Il Metodo degli Elementi Finiti (FEM) nasce in sordina negli anni 60, ma successivamente allo sviluppo degli strumenti informatici, ha una evoluzione ed uno sviluppo esponenziali, suscitando notevole interesse per il vasto numero di campi cui è possibile applicare i suoi principi. L’uso del FEM si afferma come uno dei migliori strumenti per l’indagine quei sistemi complessi, per i quali indagini e sperimentazioni in laboratorio comporterebbero spese eccessive, difficoltà logistiche e difficoltà legate alla misurazione fisica delle varie grandezze.

Se i primi approcci automatici per la soluzione delle equazioni differenziali che governano i fenomeni fisici, si affermano con le differenze finite, il FEM evolve le possibilità di soluzione dando una possibilità di applicazione che non ha eguali, grazie alla sua inoppugnabile flessibilità.

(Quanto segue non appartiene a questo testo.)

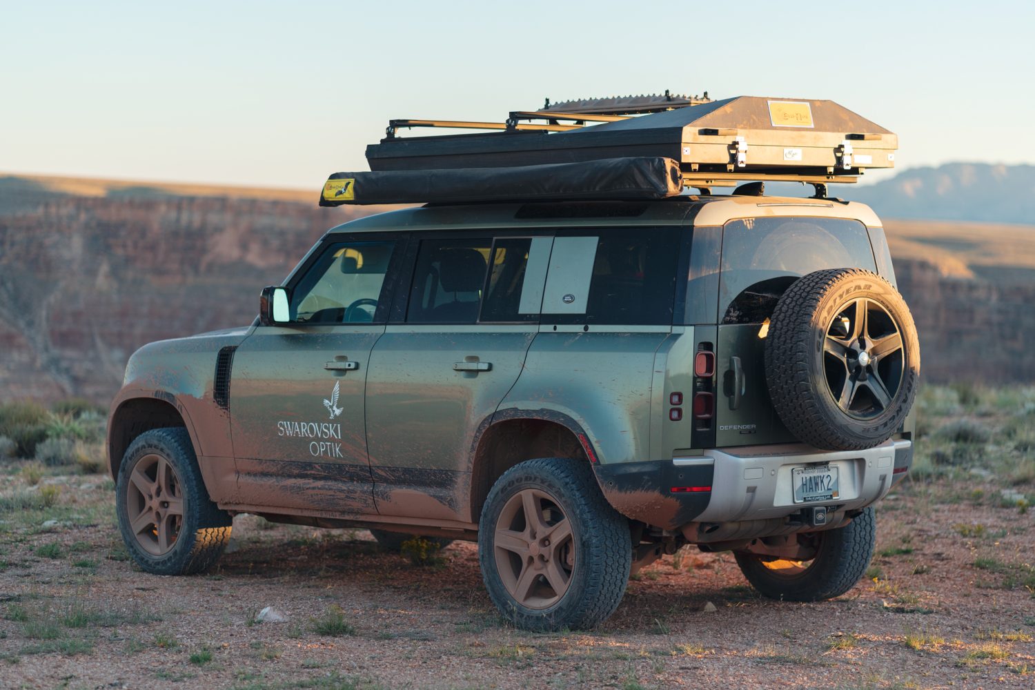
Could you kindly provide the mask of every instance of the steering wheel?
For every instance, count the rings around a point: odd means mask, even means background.
[[[371,299],[368,297],[363,297],[362,299],[357,299],[355,302],[345,307],[345,314],[342,317],[342,321],[350,324],[353,323],[352,314],[355,313],[356,309],[361,306],[373,306],[375,309],[378,308],[378,301],[376,299]],[[365,313],[365,311],[363,312]],[[371,311],[369,318],[366,321],[374,321],[374,312]]]

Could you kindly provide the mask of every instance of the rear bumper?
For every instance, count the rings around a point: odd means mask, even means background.
[[[804,445],[753,446],[708,450],[700,457],[673,459],[676,467],[710,463],[711,501],[698,522],[741,522],[785,517],[804,507],[858,510],[884,498],[894,477],[896,451],[910,441],[888,441],[866,450],[821,451]],[[791,472],[796,467],[829,463],[838,470],[836,499],[794,503]]]
[[[912,458],[912,442],[907,440],[860,451],[779,444],[712,449],[672,460],[594,464],[594,470],[611,505],[632,519],[684,532],[691,522],[750,523],[757,532],[800,524],[789,516],[806,508],[825,506],[839,516],[865,508],[905,477]],[[816,463],[837,467],[838,497],[794,503],[793,468]]]

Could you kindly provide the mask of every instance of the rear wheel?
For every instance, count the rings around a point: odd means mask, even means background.
[[[233,520],[209,499],[184,428],[140,434],[123,456],[115,493],[122,540],[146,572],[204,572],[230,541]]]
[[[604,500],[587,464],[529,460],[489,492],[478,560],[489,596],[519,628],[592,628],[625,594],[629,524]]]
[[[842,528],[798,538],[811,542],[815,559],[794,561],[738,552],[737,565],[751,587],[770,599],[820,601],[840,596],[855,587],[869,566],[877,540],[874,509],[866,508]]]
[[[384,530],[371,530],[371,534],[378,541],[378,546],[386,551],[391,551],[392,553],[398,553],[403,550],[403,542],[409,541],[414,538],[412,534],[403,534],[402,532],[385,532]],[[435,544],[439,549],[443,549],[453,542],[452,539],[446,539],[445,537],[423,537],[425,541]]]

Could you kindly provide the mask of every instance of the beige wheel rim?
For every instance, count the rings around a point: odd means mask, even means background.
[[[137,543],[152,556],[165,556],[176,545],[183,528],[183,493],[173,466],[148,453],[129,473],[126,516]]]
[[[507,592],[526,608],[549,608],[568,591],[574,572],[571,522],[545,491],[527,488],[503,506],[493,541]]]

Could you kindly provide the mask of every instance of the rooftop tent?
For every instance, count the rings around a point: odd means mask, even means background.
[[[481,129],[396,137],[402,128]],[[505,122],[391,120],[371,171],[335,173],[321,206],[664,199],[755,180],[855,182],[894,168],[898,139],[831,100],[625,96],[511,112]],[[761,193],[746,188],[741,193]]]
[[[866,168],[893,168],[897,148],[895,134],[830,100],[738,96],[600,124],[587,115],[582,126],[556,126],[560,119],[576,120],[578,113],[518,114],[555,123],[541,128],[521,128],[514,115],[506,128],[484,133],[398,138],[389,127],[388,137],[367,146],[366,159],[373,171],[413,171],[658,156],[676,160],[684,173],[734,173],[740,179],[854,177]],[[393,124],[411,122],[434,121]]]

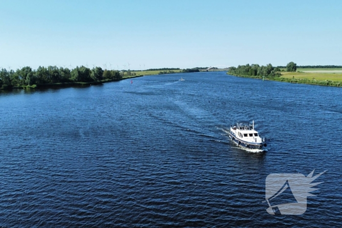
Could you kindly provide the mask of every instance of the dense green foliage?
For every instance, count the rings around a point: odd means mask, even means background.
[[[284,66],[278,66],[279,68],[286,68]],[[305,65],[305,66],[297,66],[298,68],[342,68],[342,66],[338,66],[335,65],[318,65],[316,66]]]
[[[288,72],[295,72],[297,70],[297,64],[293,62],[290,62],[286,65],[286,71]]]
[[[0,88],[10,89],[13,87],[33,88],[33,85],[43,85],[70,83],[87,83],[102,80],[120,80],[122,75],[118,71],[103,70],[96,67],[90,69],[84,66],[78,66],[70,70],[67,68],[56,66],[47,67],[40,66],[32,70],[29,66],[7,71],[0,71]]]
[[[183,69],[182,70],[182,73],[192,73],[192,72],[199,72],[199,70],[197,68],[193,68],[192,69]]]
[[[180,70],[180,69],[179,69],[179,68],[158,68],[155,69],[148,69],[147,70],[145,70],[143,71],[152,71],[154,70],[167,71],[174,70]]]
[[[271,63],[267,66],[259,66],[257,64],[247,64],[246,65],[239,65],[237,67],[232,66],[229,68],[230,74],[239,76],[260,76],[260,77],[279,77],[280,76],[280,69],[278,67],[274,67]]]

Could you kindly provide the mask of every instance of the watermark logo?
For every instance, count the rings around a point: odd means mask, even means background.
[[[270,214],[299,215],[306,210],[306,198],[316,196],[309,192],[319,188],[311,187],[322,182],[313,183],[325,172],[313,177],[314,169],[307,176],[301,173],[272,173],[266,178],[266,201]]]

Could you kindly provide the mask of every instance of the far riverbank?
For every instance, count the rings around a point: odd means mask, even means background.
[[[247,75],[238,75],[230,73],[227,74],[241,78],[250,78],[257,79],[263,79],[262,76],[251,76]],[[326,85],[329,86],[342,86],[342,74],[317,73],[317,72],[281,72],[279,77],[268,77],[263,78],[265,80],[275,81],[285,83],[308,84],[317,85]]]

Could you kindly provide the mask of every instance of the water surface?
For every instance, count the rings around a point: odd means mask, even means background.
[[[341,226],[341,88],[224,72],[130,83],[0,93],[0,227]],[[225,131],[252,120],[265,153]],[[327,171],[305,213],[267,213],[267,175],[314,169]]]

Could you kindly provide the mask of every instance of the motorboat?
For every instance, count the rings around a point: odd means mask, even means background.
[[[261,150],[267,146],[265,138],[261,138],[254,129],[254,121],[239,121],[231,125],[229,138],[238,146],[246,149]]]

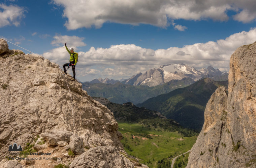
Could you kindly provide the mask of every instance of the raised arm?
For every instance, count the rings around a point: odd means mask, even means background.
[[[69,54],[70,54],[70,53],[71,53],[71,52],[70,52],[70,51],[69,51],[69,50],[68,49],[68,47],[67,47],[67,42],[65,43],[65,47],[66,47],[66,49],[67,50],[67,51],[68,51]]]

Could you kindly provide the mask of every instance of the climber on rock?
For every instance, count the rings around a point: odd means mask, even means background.
[[[70,54],[70,58],[69,58],[69,62],[63,65],[63,68],[64,69],[64,74],[67,74],[67,72],[66,71],[66,67],[68,67],[68,68],[69,68],[69,67],[71,67],[72,68],[72,71],[73,71],[73,79],[72,80],[75,80],[75,65],[77,62],[78,58],[78,54],[76,52],[74,52],[74,49],[71,47],[68,49],[67,47],[67,42],[65,43],[65,46],[67,51]]]

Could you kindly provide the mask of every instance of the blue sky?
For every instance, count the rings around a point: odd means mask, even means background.
[[[227,72],[235,50],[256,41],[256,3],[240,1],[4,0],[0,37],[61,66],[66,41],[79,54],[81,81],[127,78],[167,64]]]

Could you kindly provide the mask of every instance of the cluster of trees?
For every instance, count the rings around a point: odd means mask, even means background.
[[[171,162],[169,160],[165,161],[163,159],[157,162],[157,168],[170,168],[171,165]]]
[[[198,135],[199,132],[194,130],[185,128],[171,119],[144,119],[139,122],[144,127],[152,128],[155,130],[178,131],[183,136],[186,137]]]

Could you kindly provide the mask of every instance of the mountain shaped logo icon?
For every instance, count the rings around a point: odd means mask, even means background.
[[[22,151],[22,148],[20,145],[18,145],[15,143],[12,145],[10,145],[9,146],[9,151]]]

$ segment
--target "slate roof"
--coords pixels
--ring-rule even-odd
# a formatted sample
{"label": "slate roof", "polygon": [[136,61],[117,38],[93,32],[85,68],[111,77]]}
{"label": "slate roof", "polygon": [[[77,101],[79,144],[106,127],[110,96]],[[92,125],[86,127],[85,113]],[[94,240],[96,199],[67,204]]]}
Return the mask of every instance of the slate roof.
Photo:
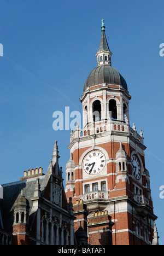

La generalità del metodo, inizialmente sviluppato dagli ingegneri e successivamente dimostrata anche dai matematici, ha permesso moltissimi studi ed applicazioni, aprendo la strada a nuovi filoni di ricerca che attualmente affrontano problematiche di notevole interesse di natura teorica e pratica.

 

 

Idea di base dell’approssimazione

 

L’idea base dell’approssimazione usata nel metodo agli elementi finiti è quella di approssimare il vero andamento della funzione incognita con quello di alcune funzioni particolari ad andamento noto: generalmente polinomiali, ma anche trigonometriche ed esponenziali. Vengono presi in considerazione un numero limitato di punti (chiamati anche nodi) interni al dominio di integrazione, per i quali i valori della funzione approssimata risulteranno identici a quelli della funzione approssimante.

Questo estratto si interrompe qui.